1. Type direct : Les participations croisées de type direct désignent le cas où deux sociétés détiennent mutuellement des titres de capital l'une de l'autre. À titre d'exemple, la société A détient 30 % des titres de capital de la société B, tandis que la société B détient 20 % des titres de capital de la société A.

2. Type indirect : Il s'agit des participations croisées indirectes. Dans sa forme la plus simple, ce type se caractérise par le schéma suivant : la société A détient des participations dans la société B, la société B détient des participations dans la société C, et la société C détient à son tour des parts de la société A, formant ainsi un cycle fermé. Par rapport au type direct, le degré de contrôle obtenu par la détention indirecte de participations est relativement inférieur à celui de la détention directe de participations.

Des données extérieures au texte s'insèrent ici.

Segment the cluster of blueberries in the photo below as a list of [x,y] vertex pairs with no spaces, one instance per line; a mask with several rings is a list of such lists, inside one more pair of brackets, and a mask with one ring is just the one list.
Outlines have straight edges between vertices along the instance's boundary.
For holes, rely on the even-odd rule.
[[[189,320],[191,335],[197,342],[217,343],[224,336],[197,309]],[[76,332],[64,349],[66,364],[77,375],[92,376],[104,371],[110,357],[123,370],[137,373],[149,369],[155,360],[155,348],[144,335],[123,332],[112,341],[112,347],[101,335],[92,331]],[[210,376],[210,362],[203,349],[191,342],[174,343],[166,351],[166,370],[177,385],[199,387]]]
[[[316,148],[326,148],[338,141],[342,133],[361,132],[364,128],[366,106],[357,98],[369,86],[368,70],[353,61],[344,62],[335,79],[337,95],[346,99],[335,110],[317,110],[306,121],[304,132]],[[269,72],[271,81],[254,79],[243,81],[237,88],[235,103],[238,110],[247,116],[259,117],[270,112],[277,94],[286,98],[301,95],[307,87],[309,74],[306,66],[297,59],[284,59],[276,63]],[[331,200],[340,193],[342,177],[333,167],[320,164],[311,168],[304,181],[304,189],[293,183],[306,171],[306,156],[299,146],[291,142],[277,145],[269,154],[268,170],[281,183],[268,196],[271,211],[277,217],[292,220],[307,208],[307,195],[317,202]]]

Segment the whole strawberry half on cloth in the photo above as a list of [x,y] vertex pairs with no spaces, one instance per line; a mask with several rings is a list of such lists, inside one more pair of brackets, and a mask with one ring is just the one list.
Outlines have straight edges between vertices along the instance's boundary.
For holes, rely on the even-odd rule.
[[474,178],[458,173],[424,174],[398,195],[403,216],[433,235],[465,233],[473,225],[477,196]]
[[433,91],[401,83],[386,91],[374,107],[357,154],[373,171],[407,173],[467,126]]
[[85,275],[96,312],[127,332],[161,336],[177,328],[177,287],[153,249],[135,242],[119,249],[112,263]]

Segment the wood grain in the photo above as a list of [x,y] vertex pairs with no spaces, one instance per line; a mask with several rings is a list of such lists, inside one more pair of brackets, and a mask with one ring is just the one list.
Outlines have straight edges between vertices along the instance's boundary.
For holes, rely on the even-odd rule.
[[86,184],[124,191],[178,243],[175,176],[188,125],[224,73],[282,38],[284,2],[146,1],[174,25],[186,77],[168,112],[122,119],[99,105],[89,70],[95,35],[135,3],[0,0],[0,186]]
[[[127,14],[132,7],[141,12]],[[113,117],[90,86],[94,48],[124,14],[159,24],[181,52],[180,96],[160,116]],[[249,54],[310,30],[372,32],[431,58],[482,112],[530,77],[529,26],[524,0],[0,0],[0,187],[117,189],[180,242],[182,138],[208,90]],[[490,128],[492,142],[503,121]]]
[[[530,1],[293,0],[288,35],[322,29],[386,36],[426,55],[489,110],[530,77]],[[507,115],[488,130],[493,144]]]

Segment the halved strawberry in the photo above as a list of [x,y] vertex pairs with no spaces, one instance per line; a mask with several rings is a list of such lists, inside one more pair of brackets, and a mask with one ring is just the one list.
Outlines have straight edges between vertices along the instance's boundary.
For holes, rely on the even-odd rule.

II. Les causes de formation des participations croisées

1. Participations croisées actives : Désignent la situation dans laquelle des sociétés participantes se détiennent mutuellement des actions pour des motifs déterminés, notamment la détention mutuelle d'actions dans le cadre d'une collaboration stratégique.

2. Participations croisées passives : désignent le cas où une société n'a pas elle-même l'intention de réaliser des participations croisées et acquiert des actions d'une autre société pour d'autres raisons. Par exemple, si la Société A détient des actions de la Société B, laquelle est à son tour actionnaire de la Société C, et que la Société C procède à la fusion par absorption de la Société A, la Société C bénéficie alors de l'ensemble des droits et intérêts de l'ancienne Société A, y compris les actions de la Société B. Dans ce cas, la Société C et la Société B se trouvent dans une relation de détention mutuelle d'actions.

III. Effets positifs des participations croisées

1. Complémentarité des avantages et développement synergitique Grâce aux participations croisées, les entreprises peuvent réaliser la complémentarité des avantages et le développement synergitique dans les domaines de la technologie, de la gestion du personnel, de la vente et de l'innovation. Ce mécanisme permet notamment aux entreprises en amont et en aval de la chaîne industrielle de parvenir efficacement à une coopération couvrant les capitaux, les matières premières, la technologie et le marché. Il peut également produire des effets horizontaux, notamment l'expansion de l'échelle d'activité, l'amélioration de l'efficacité opérationnelle et le renforcement de la compétitivité, etc. À titre d'exemple, une société d'investissement disposant de canaux de financement et une société scientifique et technologique possédant des atouts technologiques peuvent réaliser un développement synergitique par le biais de participations croisées ; de même, une société Internet disposant de ressources de marché et un fournisseur possédant des sources d'approvisionnement stables peuvent mettre en place une coopération commerciale en ligne et hors ligne au moyen de participations croisées.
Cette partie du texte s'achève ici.